ANSI C added a boatload of commands to the basic language, and vastly expanded the “runtime library”, which technically isn’t part of the C language, but is integral to any useful C program. Then came all the modern impedimentia, and C++.
“This explanation helps us understand why Unix was successful and Multics was not. Naively, you would have expected Multics to succeed. After all, whereas Multics was developed by dozens of researchers across MIT, Bell Labs, and General Electric, Unix was created by a single person looking for something to do while his wife was out of town.”
In other words, the main difference between the former cases and the latter case, is that Ken was a king in his own kingdom, however small it may be.
All successful endeavors are like this. You have your Gerald Bulls, your William Shockleys, your Ed Halls… Kelly Johnsons, Steve Jobs, Thomas Edisons, Henry Fords… guys who act like they are kings of their own castles, and who other guys who also want a slice of kingly power tended to consider assholes.
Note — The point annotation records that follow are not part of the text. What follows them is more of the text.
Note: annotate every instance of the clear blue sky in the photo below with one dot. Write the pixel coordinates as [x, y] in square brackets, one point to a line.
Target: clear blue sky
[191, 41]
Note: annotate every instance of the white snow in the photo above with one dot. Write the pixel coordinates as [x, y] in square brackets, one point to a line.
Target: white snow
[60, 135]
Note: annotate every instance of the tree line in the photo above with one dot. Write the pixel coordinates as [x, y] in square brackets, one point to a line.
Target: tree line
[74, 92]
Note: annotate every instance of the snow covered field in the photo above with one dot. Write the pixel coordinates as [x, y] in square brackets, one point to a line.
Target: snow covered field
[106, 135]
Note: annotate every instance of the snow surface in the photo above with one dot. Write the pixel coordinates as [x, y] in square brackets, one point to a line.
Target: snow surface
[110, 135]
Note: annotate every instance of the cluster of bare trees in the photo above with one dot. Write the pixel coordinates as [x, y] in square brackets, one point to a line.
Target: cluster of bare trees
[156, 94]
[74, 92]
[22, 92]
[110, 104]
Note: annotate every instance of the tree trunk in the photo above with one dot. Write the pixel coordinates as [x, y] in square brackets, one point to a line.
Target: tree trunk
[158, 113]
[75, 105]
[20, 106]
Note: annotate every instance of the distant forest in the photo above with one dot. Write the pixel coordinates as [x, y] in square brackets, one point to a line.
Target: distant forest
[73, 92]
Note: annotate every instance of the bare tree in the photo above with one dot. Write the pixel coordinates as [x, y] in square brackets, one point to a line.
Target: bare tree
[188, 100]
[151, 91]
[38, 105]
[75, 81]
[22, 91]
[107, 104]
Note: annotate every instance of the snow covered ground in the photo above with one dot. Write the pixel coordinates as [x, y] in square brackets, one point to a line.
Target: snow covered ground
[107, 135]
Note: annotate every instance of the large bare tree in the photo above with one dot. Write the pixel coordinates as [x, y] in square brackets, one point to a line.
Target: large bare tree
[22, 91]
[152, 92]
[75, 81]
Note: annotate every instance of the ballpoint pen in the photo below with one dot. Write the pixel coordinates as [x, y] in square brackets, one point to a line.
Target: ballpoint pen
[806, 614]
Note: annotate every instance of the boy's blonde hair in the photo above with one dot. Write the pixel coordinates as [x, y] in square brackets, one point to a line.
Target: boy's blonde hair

Large bureaucratified entities mediate interpersonal conflict by giving every constituent the feeling that they are all getting a slice of kingly power – ie, committees, procedures, ‘meetings’, et cetera – that everyone involved are equal collaborators. But that’s not how things get done.
The correct response to conflicting personalities is to either split them off into different teams, or make it clear that one is subordinate to the other, and who has the real authority to enforce that ordination. ‘We need to concentrate all our resources onto one thing to maximize its chances of success’ is a mental trap that doesn’t really correspond to the reality of what actually succeeds, or at the very least is much farther down the list of real limiting factors that one may encounter over the course of an endeavor than is commonly thought by practically anyone. As you can see, remarkable results can be achieved by even very small teams, by even one single guy alone, as long as they have proprietary freehold over their business.